Certo, resta il grande tema di una unione fiscale che nel medio-lungo termine rischia di livellare la politica comune verso le pratiche peggiori di spesa, debito e tasse, ma diciamo che al momento, almeno per noi italiani, visti i livelli a cui siamo giunti, non è la principale preoccupazione.
Non possono più essere le lunghe tavolate di capi di Stato e di governo e di ministri a decidere se allentare o meno i patti, come fecero proprio francesi e tedeschi per primi nel 2003. Prima di mettere la propria solidità a garanzia della casa comune è ragionevole che la Germania voglia assicurarsi che tutti ci si sottometta a regole stringenti e autorità indipendenti, ma questo evidentemente ferisce l'orgoglio francese. Insomma, Sarkozy esita almeno quanto la Merkel. Al netto dei tic dell'informazione italiana, che procede per luoghi comuni, le parole della Merkel tra le righe sembrano aprire ad un compromesso tra l'imperativo del rigore fiscale e la necessità invocata da molti di una più espansiva politica monetaria e di una più incisiva difesa dei debiti sovrani da parte della Bce. Ma se ai tedeschi si deve chiedere di abbandonare il loro approccio inutilmente punitivo su questo secondo aspetto, gli altri devono impegnarsi seriamente sul primo.
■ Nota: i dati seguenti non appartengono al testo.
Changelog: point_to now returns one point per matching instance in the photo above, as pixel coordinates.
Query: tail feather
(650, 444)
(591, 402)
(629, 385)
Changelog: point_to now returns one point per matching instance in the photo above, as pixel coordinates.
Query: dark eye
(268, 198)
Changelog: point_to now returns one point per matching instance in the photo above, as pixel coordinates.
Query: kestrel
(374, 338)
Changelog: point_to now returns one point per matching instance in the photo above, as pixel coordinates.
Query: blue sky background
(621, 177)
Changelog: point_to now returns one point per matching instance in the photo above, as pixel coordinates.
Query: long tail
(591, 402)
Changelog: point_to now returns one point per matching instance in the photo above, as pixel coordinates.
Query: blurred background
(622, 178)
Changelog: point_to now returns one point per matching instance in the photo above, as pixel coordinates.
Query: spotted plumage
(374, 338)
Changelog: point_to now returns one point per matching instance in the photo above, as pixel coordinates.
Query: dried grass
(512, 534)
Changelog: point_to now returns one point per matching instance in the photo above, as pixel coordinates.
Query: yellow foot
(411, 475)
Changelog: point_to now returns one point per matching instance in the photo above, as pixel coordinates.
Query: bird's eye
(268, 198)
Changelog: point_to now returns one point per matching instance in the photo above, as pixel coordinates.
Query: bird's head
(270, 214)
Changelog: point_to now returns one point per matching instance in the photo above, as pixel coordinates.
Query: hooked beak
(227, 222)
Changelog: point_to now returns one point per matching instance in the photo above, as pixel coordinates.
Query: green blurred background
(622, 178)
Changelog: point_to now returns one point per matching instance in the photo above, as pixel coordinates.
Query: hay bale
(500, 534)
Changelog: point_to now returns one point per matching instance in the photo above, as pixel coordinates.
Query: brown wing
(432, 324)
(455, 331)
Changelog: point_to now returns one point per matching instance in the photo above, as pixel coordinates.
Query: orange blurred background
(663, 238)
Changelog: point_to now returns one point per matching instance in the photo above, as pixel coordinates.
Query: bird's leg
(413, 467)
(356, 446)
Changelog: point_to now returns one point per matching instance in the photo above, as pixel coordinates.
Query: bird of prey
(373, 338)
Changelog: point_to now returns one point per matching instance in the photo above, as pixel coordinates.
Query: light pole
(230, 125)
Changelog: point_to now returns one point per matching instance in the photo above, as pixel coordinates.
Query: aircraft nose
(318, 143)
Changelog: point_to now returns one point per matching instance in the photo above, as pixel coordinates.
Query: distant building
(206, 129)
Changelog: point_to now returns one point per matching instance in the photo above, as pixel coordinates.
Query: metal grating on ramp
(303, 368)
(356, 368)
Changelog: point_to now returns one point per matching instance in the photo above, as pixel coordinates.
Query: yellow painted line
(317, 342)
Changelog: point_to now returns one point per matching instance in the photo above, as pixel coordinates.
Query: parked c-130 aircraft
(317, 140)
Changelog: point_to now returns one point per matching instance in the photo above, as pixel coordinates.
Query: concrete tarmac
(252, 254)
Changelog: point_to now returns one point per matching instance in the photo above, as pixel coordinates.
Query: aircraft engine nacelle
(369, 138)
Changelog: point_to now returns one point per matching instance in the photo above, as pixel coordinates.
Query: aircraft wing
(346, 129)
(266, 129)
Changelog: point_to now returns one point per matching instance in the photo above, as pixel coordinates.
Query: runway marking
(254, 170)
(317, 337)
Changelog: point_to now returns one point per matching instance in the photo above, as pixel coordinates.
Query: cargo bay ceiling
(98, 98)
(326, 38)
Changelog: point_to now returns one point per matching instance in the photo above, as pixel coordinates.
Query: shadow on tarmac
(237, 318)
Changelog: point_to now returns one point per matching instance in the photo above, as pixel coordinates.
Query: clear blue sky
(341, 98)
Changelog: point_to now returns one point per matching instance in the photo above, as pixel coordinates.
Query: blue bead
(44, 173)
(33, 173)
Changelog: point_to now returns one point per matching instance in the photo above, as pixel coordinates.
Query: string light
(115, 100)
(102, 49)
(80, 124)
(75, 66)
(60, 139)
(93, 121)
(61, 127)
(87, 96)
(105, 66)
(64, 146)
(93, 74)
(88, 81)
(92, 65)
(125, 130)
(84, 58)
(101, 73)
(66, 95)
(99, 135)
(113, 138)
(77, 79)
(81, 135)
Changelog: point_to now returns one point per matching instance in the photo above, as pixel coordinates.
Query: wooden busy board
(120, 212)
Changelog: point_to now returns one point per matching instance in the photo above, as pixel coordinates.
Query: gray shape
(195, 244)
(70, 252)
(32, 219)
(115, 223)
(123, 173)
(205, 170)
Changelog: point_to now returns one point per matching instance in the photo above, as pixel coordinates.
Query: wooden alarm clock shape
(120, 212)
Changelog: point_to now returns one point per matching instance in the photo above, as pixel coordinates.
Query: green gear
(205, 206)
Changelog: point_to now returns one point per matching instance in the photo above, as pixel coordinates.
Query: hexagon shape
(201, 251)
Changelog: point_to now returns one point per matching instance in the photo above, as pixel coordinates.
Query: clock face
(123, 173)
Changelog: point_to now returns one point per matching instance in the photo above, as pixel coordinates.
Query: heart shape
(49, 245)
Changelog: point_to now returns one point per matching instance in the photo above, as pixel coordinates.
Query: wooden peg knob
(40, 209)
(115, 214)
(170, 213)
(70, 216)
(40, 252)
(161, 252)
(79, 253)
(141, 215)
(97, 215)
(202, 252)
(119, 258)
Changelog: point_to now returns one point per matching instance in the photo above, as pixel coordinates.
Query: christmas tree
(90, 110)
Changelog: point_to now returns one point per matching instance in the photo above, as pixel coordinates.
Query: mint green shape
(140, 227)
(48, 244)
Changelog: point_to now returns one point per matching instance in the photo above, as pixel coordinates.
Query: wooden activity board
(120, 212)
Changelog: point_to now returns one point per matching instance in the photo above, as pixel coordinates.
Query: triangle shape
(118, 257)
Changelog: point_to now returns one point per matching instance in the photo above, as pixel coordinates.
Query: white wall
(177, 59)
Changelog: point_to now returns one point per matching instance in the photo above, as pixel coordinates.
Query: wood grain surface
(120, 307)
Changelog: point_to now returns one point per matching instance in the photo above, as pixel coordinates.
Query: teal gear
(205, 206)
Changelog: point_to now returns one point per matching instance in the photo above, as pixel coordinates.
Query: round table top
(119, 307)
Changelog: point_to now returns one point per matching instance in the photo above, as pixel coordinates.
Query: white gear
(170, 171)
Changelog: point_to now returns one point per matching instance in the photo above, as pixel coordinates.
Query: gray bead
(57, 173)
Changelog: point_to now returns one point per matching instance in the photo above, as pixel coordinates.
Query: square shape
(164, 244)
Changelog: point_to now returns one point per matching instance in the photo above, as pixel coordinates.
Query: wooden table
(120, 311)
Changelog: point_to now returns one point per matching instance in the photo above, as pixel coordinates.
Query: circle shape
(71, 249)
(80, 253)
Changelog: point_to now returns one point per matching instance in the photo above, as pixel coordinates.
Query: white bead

E qui veniamo all'Italia, perché più coraggioso sarà il pacchetto di riforme che il governo varerà lunedì prossimo, più voce in capitolo avremo al vertice Ue per superare le resistenze francesi e tedesche.
Fitta agenda di incontri per Monti nel week end: sabato vedrà Casini, Alfano e Bersani; domenica i sindacati e gli enti locali. Pd e sindacati non si accontentano però di una «consultazione», no. Vogliono «trattare». Ma non serve una «vera trattativa», qui servono vere riforme, caro Bonanni. L'auspicio naturalmente è che sia Monti che il ministro Fornero non si facciano irretire. La ragion d'essere di questo governo, per cui abbiamo derogato ai principi della democrazia dell'alternanza, è di realizzare le riforme che l'Ue e i mercati ci chiedono e che sono nel nostro stesso interesse da decenni. Niente di meno, perché per questo di meno avevamo già i governi dei partiti.
E l'agenda l'ha ricordata il commissario Rehn nel suo rapporto. Due i punti cruciali: non basta il contributivo pro rata per tutti e accelerare l'equiparazione uomini-donne nell'età di pensionamento, bisogna intervenire anche sulle pensioni d'anzianità e sui regimi previdenziali speciali; a qualsiasi tassa sui consumi e sul patrimonio, casa o altro, deve corrispondere un alleggerimento almeno equivalente del carico fiscale su lavoro e imprese. Queste le misure, oltre a norme di enforcement su liberalizzazioni e dismissioni, su cui giudicheremo l'operato del governo Monti, il cui slancio riformatore, come abbiamo ripetuto, o si sviluppa nell'arco delle prossime settimane o rischia di non venire mai alla luce.
Vedremo lunedì, dunque, cosa uscirà dalla pistola di Monti dopo questa concertazione-flash, se un proiettile d'argento per uscire dalla crisi oppure l'ennesima lingua di Menelik per la serie "abbiamo scherzato".